This pattern keeps the workflow idempotent, preserves evidence, avoids wasteful immediate retries, and leaves room for deliberate retries later.
Procedure
- Classify the failure.
Decide whether the failure is expected and domain-meaningful, or whether it is truly exceptional and should still fail the command.
- Define a dedicated failure event type.
Store the minimum data needed for future planning and debugging, such as the subject id, observed time, source URL or input, failure category, and status code or reason.
- Persist the failure event in the same storage model as successful observations.
Put it near the rest of the entity history so later planning can discover it without special-case external state.
- Teach indexing and planning code to read the failure event.
A future run should be able to say "this item is already known unavailable" and skip it in the default path.
- Keep retry policy separate from persistence.
The existence of a failure event should suppress immediate retries by default, but refresh or force modes should still be able to schedule the item again.
- Continue the batch when the failure is recoverable.
Record the failure, count it in summaries, and move on to the next work item.
- Add regression tests.
Cover at least one first-observation case and one subsequent-planning case where the prior failure changes behavior.
Recommended Defaults
- Treat
404 and 403 from remote content hosts as unavailable observations, not terminal process errors.
- Store unavailable outcomes beside successful and unchanged observations so planning code sees one coherent history.
- In the normal sync path, skip items that already have a recent unavailable observation.
- In refresh or force paths, allow the same item to be scheduled again without deleting the older unavailable event.
- Count unavailable items explicitly in progress summaries so operators can distinguish them from crashes.
Decision Points
Persist Or Abort
- Persist as an event when the failure is expected from the problem domain and future runs can make a better decision because the observation exists.
- Abort when the failure indicates a broken invariant, corrupted local state, programmer error, or an unknown condition that needs investigation.
Skip By Default Or Retry By Default
- Skip by default when immediate retries are unlikely to change the outcome and would waste time or spam logs.
- Retry by default only when the failure is clearly transient and low-cost, or when the workflow already has bounded backoff behavior.

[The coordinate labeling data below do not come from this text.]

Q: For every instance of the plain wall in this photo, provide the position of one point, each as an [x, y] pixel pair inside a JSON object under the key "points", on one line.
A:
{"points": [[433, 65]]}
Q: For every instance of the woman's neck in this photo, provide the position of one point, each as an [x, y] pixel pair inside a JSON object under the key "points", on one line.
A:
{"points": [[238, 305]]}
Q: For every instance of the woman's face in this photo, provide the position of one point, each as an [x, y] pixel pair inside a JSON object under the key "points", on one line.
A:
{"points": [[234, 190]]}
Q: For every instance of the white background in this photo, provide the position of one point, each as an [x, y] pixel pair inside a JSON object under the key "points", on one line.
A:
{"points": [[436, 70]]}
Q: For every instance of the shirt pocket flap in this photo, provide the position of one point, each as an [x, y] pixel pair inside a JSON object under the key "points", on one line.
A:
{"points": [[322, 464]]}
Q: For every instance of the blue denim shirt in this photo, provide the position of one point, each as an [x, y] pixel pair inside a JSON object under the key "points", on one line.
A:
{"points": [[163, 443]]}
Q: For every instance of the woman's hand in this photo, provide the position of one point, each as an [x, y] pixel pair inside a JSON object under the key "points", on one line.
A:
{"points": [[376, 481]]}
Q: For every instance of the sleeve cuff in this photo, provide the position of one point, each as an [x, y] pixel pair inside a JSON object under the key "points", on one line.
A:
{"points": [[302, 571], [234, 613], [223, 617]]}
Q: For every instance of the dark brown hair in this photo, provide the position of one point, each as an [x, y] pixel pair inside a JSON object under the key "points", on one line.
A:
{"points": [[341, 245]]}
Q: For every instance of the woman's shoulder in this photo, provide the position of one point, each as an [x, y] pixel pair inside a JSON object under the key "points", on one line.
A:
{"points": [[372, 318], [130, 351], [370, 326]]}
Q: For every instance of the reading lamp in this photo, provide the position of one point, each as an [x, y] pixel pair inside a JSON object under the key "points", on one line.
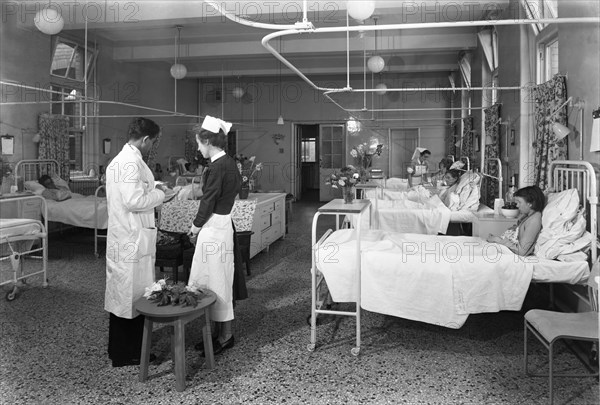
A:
{"points": [[561, 131]]}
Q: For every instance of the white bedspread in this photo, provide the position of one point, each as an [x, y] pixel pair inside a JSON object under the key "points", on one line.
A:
{"points": [[433, 279], [78, 211]]}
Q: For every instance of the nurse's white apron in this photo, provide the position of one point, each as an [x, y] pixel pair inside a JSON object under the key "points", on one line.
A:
{"points": [[213, 266]]}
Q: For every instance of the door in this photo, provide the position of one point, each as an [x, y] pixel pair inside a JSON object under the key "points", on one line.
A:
{"points": [[402, 146], [331, 158]]}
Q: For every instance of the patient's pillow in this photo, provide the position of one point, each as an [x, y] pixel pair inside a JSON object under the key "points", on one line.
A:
{"points": [[563, 226], [34, 186], [59, 182]]}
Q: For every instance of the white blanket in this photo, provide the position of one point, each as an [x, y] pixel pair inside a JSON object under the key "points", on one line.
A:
{"points": [[78, 211], [434, 279]]}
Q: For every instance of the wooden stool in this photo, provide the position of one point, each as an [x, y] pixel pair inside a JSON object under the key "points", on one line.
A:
{"points": [[175, 316]]}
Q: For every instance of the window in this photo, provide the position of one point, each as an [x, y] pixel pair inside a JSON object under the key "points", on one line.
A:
{"points": [[309, 150], [547, 59], [68, 60], [69, 103], [540, 9]]}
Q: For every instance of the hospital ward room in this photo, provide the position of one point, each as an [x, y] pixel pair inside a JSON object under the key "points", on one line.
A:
{"points": [[300, 202]]}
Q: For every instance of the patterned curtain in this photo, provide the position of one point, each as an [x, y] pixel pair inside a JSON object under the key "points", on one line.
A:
{"points": [[54, 141], [492, 150], [152, 155], [548, 97], [467, 141], [451, 140]]}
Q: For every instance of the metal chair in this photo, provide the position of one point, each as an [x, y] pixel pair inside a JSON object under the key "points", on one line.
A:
{"points": [[550, 326]]}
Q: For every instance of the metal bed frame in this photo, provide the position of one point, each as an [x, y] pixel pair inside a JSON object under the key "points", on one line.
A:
{"points": [[26, 170], [16, 258], [564, 174]]}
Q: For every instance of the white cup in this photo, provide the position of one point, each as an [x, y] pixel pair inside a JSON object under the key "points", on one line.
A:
{"points": [[498, 203]]}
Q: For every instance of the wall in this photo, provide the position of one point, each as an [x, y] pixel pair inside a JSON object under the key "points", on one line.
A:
{"points": [[255, 116], [141, 84]]}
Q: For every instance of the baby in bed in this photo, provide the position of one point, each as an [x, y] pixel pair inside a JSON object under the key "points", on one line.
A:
{"points": [[521, 237], [54, 192]]}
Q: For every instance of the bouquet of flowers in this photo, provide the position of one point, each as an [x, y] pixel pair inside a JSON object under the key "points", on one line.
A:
{"points": [[248, 168], [165, 292], [347, 177], [363, 155]]}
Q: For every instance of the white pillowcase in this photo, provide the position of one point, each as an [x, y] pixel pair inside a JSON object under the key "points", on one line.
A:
{"points": [[34, 186], [563, 226]]}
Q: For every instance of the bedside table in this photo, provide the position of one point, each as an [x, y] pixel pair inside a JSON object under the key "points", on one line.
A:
{"points": [[485, 224]]}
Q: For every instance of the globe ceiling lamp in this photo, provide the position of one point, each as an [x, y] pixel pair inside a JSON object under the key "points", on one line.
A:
{"points": [[381, 89], [237, 92], [49, 21], [376, 64], [178, 71], [360, 10]]}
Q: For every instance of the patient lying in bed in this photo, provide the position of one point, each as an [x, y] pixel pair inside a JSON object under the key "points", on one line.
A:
{"points": [[53, 191]]}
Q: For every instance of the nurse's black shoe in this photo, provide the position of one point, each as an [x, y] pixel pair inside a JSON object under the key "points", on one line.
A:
{"points": [[219, 347]]}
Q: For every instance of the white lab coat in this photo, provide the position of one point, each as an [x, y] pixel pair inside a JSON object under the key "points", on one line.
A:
{"points": [[131, 239]]}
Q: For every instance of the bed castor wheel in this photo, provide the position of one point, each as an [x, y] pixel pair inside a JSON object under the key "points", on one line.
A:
{"points": [[11, 295]]}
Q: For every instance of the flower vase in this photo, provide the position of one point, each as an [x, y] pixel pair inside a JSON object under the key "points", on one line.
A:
{"points": [[348, 194], [244, 191]]}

- For this repo's sync commands, prefer skip-by-default after recording an unavailable observation, then re-check in explicit refresh flows.
Reuse Existing Event Type Or Create A New One
- Reuse an existing event type only if the semantics already match.
- Create a new event type when the failure carries distinct meaning that planning, summaries, or later tooling must treat differently.
Implementation Checklist
- Create a dedicated event schema for the failure observation.
- Add a canonical storage path for the event.
- Export the type from the storage module.
- Update index-loading logic so the event contributes to planning state.
- Update the executor to persist the event and continue for expected failures.
- If the workflow already has success and unchanged events, keep the new failure event adjacent to those patterns rather than inventing a separate persistence mechanism.
- Include the new outcome in progress summaries and end-of-run reporting.
- Add tests for persistence and skip-on-next-run behavior.
Quality Bar
- Future runs can discover the prior failure without redoing the same failing work immediately.
- The persisted event contains enough metadata to explain what happened.
- Refresh or force flows can still retry later without deleting history.
- The command summary distinguishes successful, unchanged, skipped, and unavailable or failed-observation outcomes.
- Regression tests prove both the write path and the later planning behavior.
Example Prompt Starters
/failure-observation-events Add unavailable-image handling to this sync stage.
/failure-observation-events Review whether this 404 should become a persisted event instead of aborting.
/failure-observation-events Design a retry policy for recorded remote failures in this importer.
/failure-observation-events Make this sync command treat 403 and 404 as observation events and skip them on later default runs.